Companies are replacing rigid platforms with flexible ecosystems, linking CDPs with data warehouses to create more relevant and efficient marketing, unify data, and automate the customer experience. It is not enough to know who buys from us (or think we know). In a hyperconnected environment, we must integrate all the information they generate to get a full picture of their needs, pain points, and habits, and communicate with greater coherence and effectiveness.
In practice, this allows more natural, personalized journeys across the entire funnel from pre-purchase to post-sale and loyalty. Interactions are no longer lost in silos; they are orchestrated across all channels, unifying CRM, social networks, e-commerce, and direct service. The results are better conversion, retention, and satisfaction, where every contact becomes valuable for the brand and the business.
In Mexico, the digital footprint is chaotic and fragmented, since people shop online and at the corner store, comment on social media, but pay in cash. Integrating these pieces is key to building a unified view of each customer. A CDP allows us to understand an informal, multichannel, and emotionally complex market.
An example is Cinépolis, which integrated a marketing automation system connected to its app and loyalty program, Club Cinépolis. The company unifies ticket purchases, snack consumption habits, and VIP room visits to personalize communications from premiere reminders to tailored promotions. Movie magic also lives in the data.
Third Lever: Advanced Analytics and Multichannel Attribution
This third lever sharpens the aim.
The primacy of data as the basis for decision-making is now non-negotiable. Vanity metrics are not enough; today, we can understand how each investment, campaign, and channel contributes to the business. That constantly changes the game and even dictates the rules. It is critical to translate large volumes of information into concrete decisions. This is precision surgery that turns data into action.

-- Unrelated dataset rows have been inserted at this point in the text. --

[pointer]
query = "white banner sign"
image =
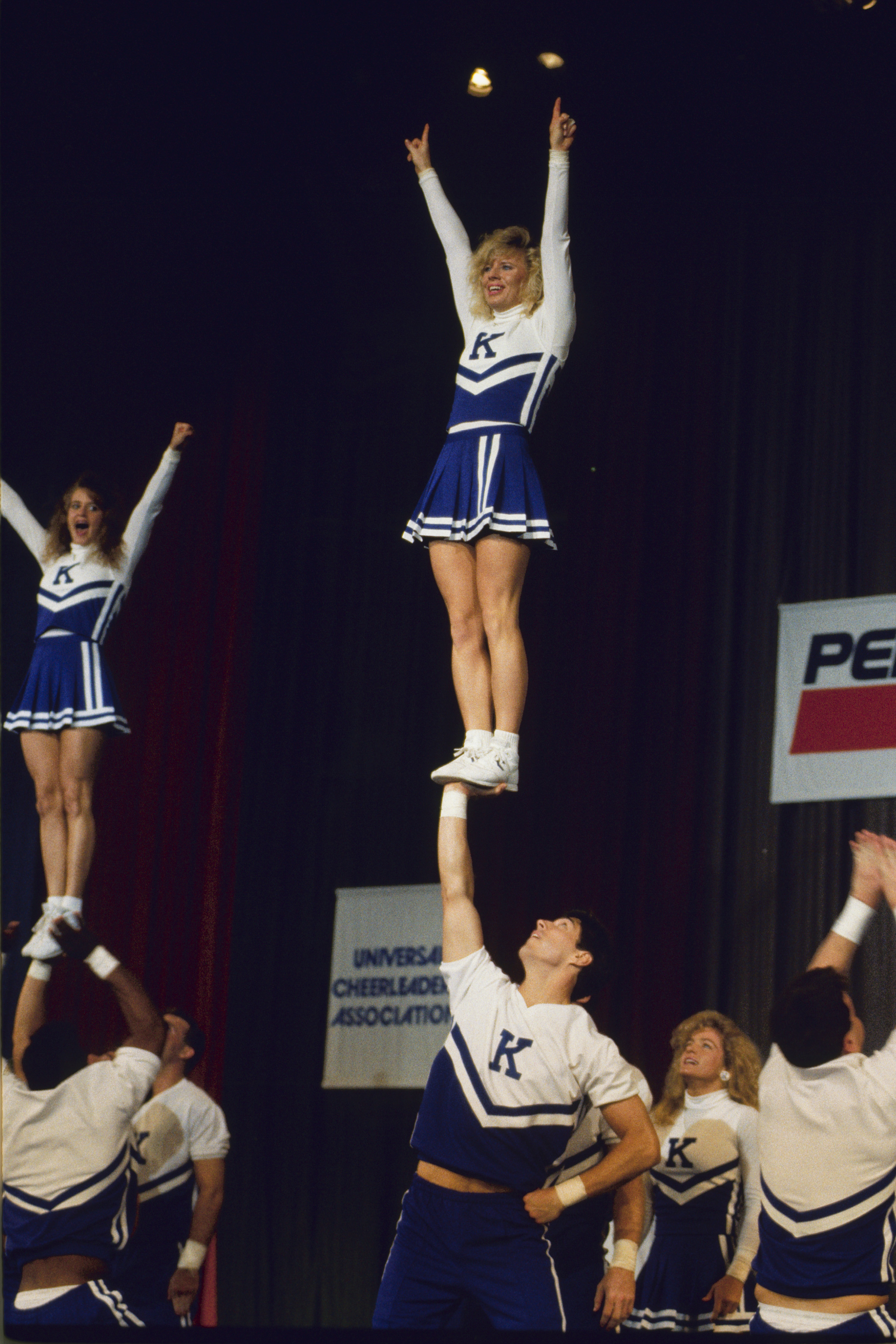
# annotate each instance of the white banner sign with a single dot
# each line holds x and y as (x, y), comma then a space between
(836, 702)
(389, 1010)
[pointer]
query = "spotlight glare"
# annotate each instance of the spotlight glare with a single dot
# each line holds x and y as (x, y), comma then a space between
(480, 84)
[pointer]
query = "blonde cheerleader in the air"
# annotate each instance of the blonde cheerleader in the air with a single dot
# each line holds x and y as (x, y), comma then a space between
(68, 701)
(483, 504)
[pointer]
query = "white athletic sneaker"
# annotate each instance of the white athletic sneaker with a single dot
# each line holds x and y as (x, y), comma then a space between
(485, 771)
(42, 945)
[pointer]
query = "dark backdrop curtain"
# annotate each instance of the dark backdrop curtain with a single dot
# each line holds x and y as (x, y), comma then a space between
(721, 441)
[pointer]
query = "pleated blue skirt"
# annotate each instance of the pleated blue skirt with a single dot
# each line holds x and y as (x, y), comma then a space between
(68, 686)
(483, 482)
(672, 1285)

In Mexico, where the ecosystem is especially diverse and competitive, implementing real multichannel attribution models allows companies to optimize budgets, measure returns, and prioritize what truly moves the needle.
A unique challenge is measuring a landscape where a TikTok influencer, a billboard on Periférico, and a promoter in the supermarket coexist. The value lies in connecting the digital and physical and understanding how each touchpoint pushes purchase decisions.
For this, implementing comprehensive dashboards can help with visualizing data more clearly, leading to better understanding and therefore to better decisions. Most importantly, it fosters a data-driven culture inside organizations, with teams that learn quickly, adjust in real time, and make evidence-based rather than assumption-based decisions.
An illustrative case is Coca-Cola FEMSA Mexico, which adopted unified attribution dashboards to measure the combined effect of OXXO, e-commerce, and traditional retail. With them, the company can adjust local promotions, digital campaigns, or in-store activations in real time, understanding how digital and physical interact in purchase decisions. Seeing how an Instagram post, an OXXO promotion, and a billboard on Periférico come together is what allows better investment decisions. With this 360-degree visibility, FEMSA measures better, and it decides better.
The Value of the Cultural Algorithm
These three levers — AI that amplifies, automation that orchestrates, and analytics that guides — are accelerators of real and useful connection. But it is in their integration that they enable scaling, approaching with empathy, and personalizing intelligently. Companies that embrace this mindset build consistent relationships with their audience because they act with agility and precision.
In Mexico, Brands 4.0 master technology and understand that culture, informality, and human closeness are part of the same engine. Those who can translate data into empathy and algorithms into trust will win over the Mexican consumer.